I will not succumb to Morrison’s opiate for the masses, and I won’t go back to narcotics, neither should you.

July 12, 2019

This is quite a personal piece and it is a little bit dangerous for me given society’s attitudes to drug and alcohol addiction.

Just remember, if it’s not you there’s probably a junkie or an alcoholic in your family. Treat them with sympathy, not disgust.

Scott MOrrison pusher man, selling opiates to the masses

Courtesy of Dan Jensen and Independent Australia

[This piece was first published at Independent Australia on 11 July]

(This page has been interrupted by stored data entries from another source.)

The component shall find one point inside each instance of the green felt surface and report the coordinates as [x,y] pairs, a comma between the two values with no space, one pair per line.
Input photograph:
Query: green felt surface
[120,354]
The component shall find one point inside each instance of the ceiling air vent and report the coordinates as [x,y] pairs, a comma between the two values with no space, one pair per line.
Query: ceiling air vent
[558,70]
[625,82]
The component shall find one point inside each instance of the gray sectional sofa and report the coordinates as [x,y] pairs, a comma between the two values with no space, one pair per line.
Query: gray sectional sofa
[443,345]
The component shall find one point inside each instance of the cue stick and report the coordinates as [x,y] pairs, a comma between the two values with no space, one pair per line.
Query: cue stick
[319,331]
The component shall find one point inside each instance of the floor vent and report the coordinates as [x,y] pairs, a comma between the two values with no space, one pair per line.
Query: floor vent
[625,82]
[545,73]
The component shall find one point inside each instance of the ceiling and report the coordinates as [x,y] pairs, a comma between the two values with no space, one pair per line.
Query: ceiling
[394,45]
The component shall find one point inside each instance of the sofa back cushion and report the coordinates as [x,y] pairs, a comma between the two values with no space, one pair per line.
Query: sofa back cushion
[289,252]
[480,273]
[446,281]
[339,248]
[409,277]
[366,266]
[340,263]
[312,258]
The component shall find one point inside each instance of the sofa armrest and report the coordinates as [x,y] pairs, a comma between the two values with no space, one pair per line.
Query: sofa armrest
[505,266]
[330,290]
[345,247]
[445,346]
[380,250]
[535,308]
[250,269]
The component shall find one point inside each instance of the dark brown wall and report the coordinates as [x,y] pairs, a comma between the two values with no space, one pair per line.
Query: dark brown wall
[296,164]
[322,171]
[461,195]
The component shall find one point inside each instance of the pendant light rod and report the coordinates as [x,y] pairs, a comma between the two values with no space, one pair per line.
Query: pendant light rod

There’s a well-founded belief among recovering addicts and alcoholics that you have to hit rock bottom before you start to get better.

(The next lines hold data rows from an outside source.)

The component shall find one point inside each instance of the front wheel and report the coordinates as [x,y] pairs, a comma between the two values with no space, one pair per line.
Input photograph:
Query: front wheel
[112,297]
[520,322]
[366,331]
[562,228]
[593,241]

I certainly believe it to be true. I bounced along the bottom for quite a while between 2014 and 2016. I didn’t truly begin my recovery until I left behind the toxic circumstances of my employment.

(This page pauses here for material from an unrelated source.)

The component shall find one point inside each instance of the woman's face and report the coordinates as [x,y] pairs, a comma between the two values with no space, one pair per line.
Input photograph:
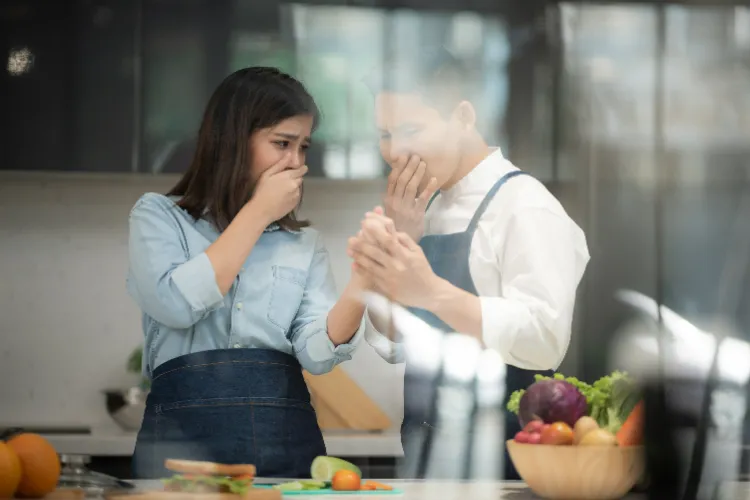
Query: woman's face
[267,146]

I’ve been mostly clean and relatively sober for nearly three years. I’ve had a lapse here and there, but usually got myself back on track pretty quickly. I still go to meetings and I have regular sessions with a therapist, but overall, I’m definitely much happier, stronger and more stable than I was three years ago.

So, it was with some horror that I found myself picking up a narcotic a few days ago. Exactly what the substance was is irrelevant; suffice to say it exists in a grey zone of legality and is readily available in a certain kind of adult store.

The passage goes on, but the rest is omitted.